Normally, an approach like Wollowitz’s wouldn’t excite me enough. There are instances where I can see them teetering a bit too far into parody, but on the Feats of Engineering title track, they balance the many voices in their repertoire like a wardrobe with shirt sleeves and pant legs spilling out of the drawers. The way they oscillate between cartoon villainy and emo pedantic mirrors the musical whiplash of the track’s music itself. “If we could work this thing out,” Wollowitz sings through a piano breakdown, “that would be fresh. I love you forever, but I’m feeling detached. Maybe this time I could be alone.”
There are even moments on Feats of Engineering when Wollowitz sounds like Iggy Pop, and the way they sing “all I really wanted a little sensation” during “AFV” sounds like one of Iggy’s incantations on his 2023 album Every Loser, particularly on a song like “Morning Show.” That’s a hard parallel to dislike. Nardo’s singing, too, is always angelic and always complimentary, their vocal coloring every song without losing a shred of its delicacy. When they run the gamut on a lead part like they do on “Doughland,” the pinnacle track, the goof gets less goofy and fantasy of a broken heart negotiate a deal with sweet, sweet psychedelic jubilee. “I still see your face in the unexplored,” Wollowtiz sings, before Nardo finishes the sentence: “Following me, trying to break apart in another form.”

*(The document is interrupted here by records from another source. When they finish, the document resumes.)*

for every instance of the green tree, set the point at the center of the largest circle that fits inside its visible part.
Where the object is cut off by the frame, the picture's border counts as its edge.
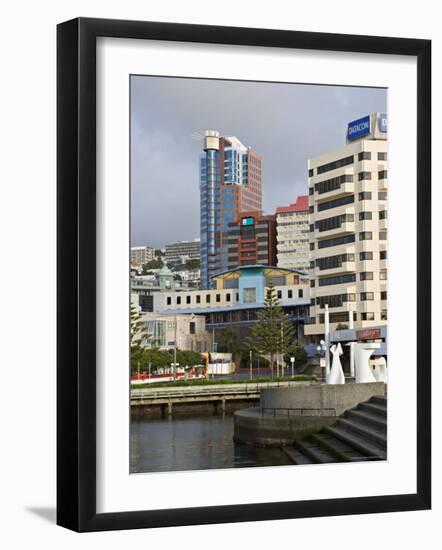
(153, 264)
(138, 337)
(272, 333)
(297, 351)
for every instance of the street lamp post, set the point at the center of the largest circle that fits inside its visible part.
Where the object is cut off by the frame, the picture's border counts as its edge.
(292, 361)
(327, 340)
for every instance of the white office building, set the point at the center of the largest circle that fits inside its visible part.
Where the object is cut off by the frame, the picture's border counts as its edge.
(348, 229)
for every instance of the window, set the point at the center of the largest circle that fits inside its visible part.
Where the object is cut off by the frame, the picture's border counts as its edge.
(332, 184)
(337, 280)
(335, 300)
(365, 155)
(336, 164)
(249, 295)
(364, 176)
(331, 262)
(367, 316)
(333, 223)
(336, 202)
(365, 196)
(337, 241)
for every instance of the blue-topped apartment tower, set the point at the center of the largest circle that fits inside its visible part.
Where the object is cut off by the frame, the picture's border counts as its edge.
(230, 182)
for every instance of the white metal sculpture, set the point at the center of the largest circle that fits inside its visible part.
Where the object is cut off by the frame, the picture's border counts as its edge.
(336, 375)
(380, 370)
(363, 370)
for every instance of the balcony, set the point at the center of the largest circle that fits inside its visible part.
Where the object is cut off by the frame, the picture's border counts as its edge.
(382, 184)
(346, 228)
(346, 188)
(345, 267)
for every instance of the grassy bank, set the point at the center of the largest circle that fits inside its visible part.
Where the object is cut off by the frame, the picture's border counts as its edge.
(211, 382)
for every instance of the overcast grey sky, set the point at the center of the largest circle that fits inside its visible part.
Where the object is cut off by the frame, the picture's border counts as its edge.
(284, 123)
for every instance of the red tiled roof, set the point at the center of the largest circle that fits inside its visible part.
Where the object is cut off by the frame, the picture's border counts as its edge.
(301, 205)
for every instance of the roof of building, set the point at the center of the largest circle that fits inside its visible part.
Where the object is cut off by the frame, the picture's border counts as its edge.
(301, 205)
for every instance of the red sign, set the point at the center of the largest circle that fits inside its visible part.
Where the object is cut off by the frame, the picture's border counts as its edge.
(368, 334)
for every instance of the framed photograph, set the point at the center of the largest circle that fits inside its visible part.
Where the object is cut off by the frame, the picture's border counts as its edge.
(235, 306)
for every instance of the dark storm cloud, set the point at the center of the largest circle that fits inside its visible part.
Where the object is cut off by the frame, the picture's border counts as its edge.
(284, 123)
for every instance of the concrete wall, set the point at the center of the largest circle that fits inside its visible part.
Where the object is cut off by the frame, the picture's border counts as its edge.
(340, 397)
(266, 426)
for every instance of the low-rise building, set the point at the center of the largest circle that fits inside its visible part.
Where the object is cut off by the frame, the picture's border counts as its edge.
(141, 254)
(185, 331)
(239, 295)
(182, 251)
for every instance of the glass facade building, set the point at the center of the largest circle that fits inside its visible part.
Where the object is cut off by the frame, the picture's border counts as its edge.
(230, 182)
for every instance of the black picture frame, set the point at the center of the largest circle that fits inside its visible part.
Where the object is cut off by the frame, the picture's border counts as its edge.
(76, 273)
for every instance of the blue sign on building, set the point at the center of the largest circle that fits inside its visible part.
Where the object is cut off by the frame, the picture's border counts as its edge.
(358, 128)
(383, 122)
(248, 221)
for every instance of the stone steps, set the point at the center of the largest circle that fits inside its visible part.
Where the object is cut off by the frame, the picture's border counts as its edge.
(360, 435)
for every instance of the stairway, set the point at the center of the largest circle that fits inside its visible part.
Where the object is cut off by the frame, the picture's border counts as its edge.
(360, 434)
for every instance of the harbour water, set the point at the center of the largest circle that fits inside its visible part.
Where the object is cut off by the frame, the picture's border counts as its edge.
(193, 443)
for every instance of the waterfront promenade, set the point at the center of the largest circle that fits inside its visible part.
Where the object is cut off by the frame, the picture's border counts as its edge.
(217, 397)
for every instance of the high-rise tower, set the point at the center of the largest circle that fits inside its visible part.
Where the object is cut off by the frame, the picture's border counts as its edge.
(230, 182)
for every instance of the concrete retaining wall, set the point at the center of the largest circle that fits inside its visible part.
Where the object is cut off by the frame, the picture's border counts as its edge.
(268, 425)
(321, 396)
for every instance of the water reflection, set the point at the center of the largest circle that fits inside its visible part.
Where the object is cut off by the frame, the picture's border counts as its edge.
(195, 443)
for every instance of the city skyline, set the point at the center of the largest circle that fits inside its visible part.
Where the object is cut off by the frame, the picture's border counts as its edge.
(169, 114)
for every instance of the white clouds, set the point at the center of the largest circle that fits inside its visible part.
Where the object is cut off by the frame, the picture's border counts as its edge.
(285, 123)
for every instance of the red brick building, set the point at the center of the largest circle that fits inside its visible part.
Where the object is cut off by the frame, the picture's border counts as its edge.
(251, 240)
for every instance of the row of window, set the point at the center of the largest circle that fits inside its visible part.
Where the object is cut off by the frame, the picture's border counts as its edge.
(332, 184)
(334, 222)
(342, 317)
(338, 300)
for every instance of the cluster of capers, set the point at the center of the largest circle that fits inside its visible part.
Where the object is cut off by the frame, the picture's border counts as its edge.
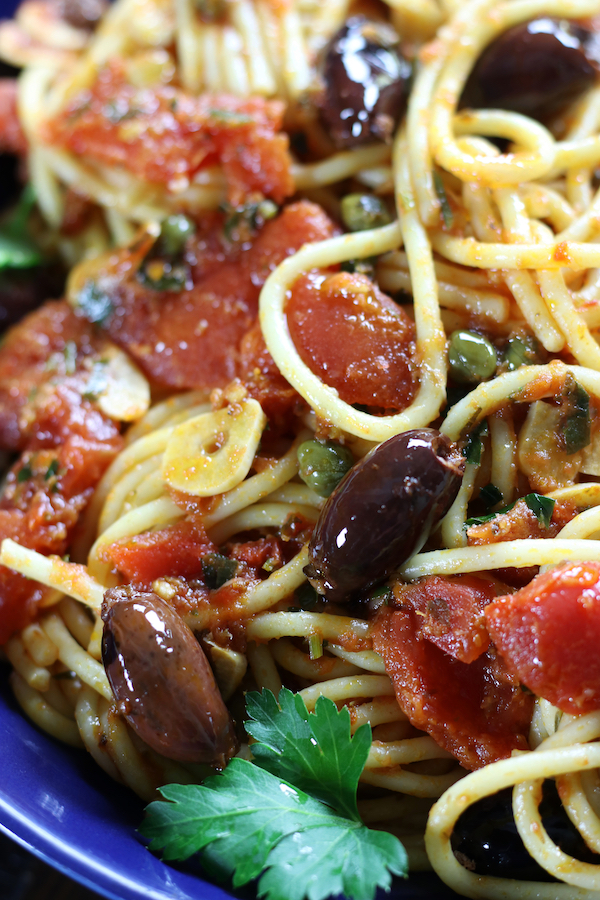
(323, 464)
(472, 358)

Form is the word of the hour, as fantasy of a broken heart are allergic to it—and good on them for that, as there is so much to discover during the 36-minute runtime of Feats of Engineering. You might not find all of it on your first or even your second and third listen, but that’s the point. Bailey Wollowitz and Al Nardo seesaw through so many key-changes and tempo-shifts that the word “bombast” still wouldn’t paint the full picture of this record. It’s a beautiful, lawless formula constructed by two mad scientists who also happen to be best friends. They let comfort turn into contrast, as bravado bursts into abandon.
Matt Mitchell is Paste’s music editor, reporting from their home in Northeast Ohio.